#!/usr/bin/perl -w
#
# dbmerge.pm
# Copyright (C) 1991-2024 by John Heidemann <johnh@isi.edu>
#
# This program is distributed under terms of the GNU general
# public license, version 2. See the file COPYING
# in $dblibdir for details.
#
=head1 NAME
dbmerge - merge all inputs in sorted order based on the the specified columns
=head1 SYNOPSIS
dbmerge --input A.fsdb --input B.fsdb [-T TemporaryDirectory] [-nNrR] column [column...]
or
cat A.fsdb | dbmerge --input - --input B.fsdb [-T TemporaryDirectory] [-nNrR] column [column...]
or
dbmerge [-T TemporaryDirectory] [-nNrR] column [column...] --inputs A.fsdb [B.fsdb ...]
or
{ echo "A.fsdb"; echo "B.fsdb" } | dbmerge --xargs column [column...]
=head1 DESCRIPTION
Merge all provided, pre-sorted input files, producing one sorted result.
Inputs can both be specified with C<--input>,
or with C<--inputs>,
or one can come from standard input and the other from C<--input>.
With C<--xargs>, each line of standard input is a filename for input.

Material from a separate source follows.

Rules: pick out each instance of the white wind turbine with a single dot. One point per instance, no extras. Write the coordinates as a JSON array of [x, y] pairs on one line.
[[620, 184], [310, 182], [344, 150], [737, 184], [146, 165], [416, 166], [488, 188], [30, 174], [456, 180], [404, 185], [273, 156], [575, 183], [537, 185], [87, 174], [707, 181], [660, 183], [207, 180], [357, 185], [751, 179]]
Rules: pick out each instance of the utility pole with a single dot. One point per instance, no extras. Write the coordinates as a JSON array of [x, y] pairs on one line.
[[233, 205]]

Inputs must have identical schemas (columns, column order,
and field separators).
Unlike F<dbmerge2>, F<dbmerge> supports an arbitrary number of
input files.
Because this program is intended to merge multiple sources,
it does I<not> default to reading from standard input.

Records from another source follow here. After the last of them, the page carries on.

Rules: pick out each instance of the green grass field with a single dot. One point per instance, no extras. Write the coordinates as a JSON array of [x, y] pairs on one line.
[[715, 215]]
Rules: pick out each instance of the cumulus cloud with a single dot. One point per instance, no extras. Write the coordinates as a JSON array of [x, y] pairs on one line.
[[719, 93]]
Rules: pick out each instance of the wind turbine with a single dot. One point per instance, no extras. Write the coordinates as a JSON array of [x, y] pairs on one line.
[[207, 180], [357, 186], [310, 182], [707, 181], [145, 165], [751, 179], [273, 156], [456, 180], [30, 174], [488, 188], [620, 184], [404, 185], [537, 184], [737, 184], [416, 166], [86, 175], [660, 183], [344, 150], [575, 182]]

If you wish to read standard input,
use F<-> as the input source.
Also, because we deal with multiple input files,
this module doesn't output anything until it's run.
L<dbmerge> consumes a fixed amount of memory regardless of input size.

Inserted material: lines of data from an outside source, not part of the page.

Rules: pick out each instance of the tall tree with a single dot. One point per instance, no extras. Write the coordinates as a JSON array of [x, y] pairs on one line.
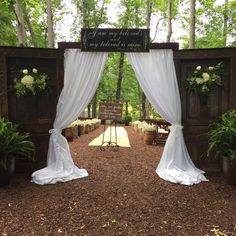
[[50, 24], [169, 20], [20, 23], [192, 24]]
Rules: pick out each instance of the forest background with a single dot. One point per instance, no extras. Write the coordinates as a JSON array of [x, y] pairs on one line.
[[192, 23]]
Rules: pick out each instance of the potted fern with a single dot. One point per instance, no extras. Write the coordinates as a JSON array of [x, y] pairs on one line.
[[13, 145], [149, 133], [222, 140]]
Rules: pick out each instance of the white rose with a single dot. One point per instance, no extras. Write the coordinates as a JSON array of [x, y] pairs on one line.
[[199, 80], [25, 71], [205, 76], [28, 81]]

It therefore buffers output on disk as necessary.
(Merging is implemented a series of two-way merges
and possibly an n-way merge at the end,
so disk space is O(number of records).)
L<dbmerge> will merge data in parallel, if possible.
The C<--parallelism> option can control the degree of parallelism,
if desired.
=head1 OPTIONS
General option:
=over 4
=item B<--xargs>
Expect that input filenames are given, one-per-line, on standard input.
(In this case, merging can start incrementally.)
=item B<--removeinputs>
Delete the source files after they have been consumed.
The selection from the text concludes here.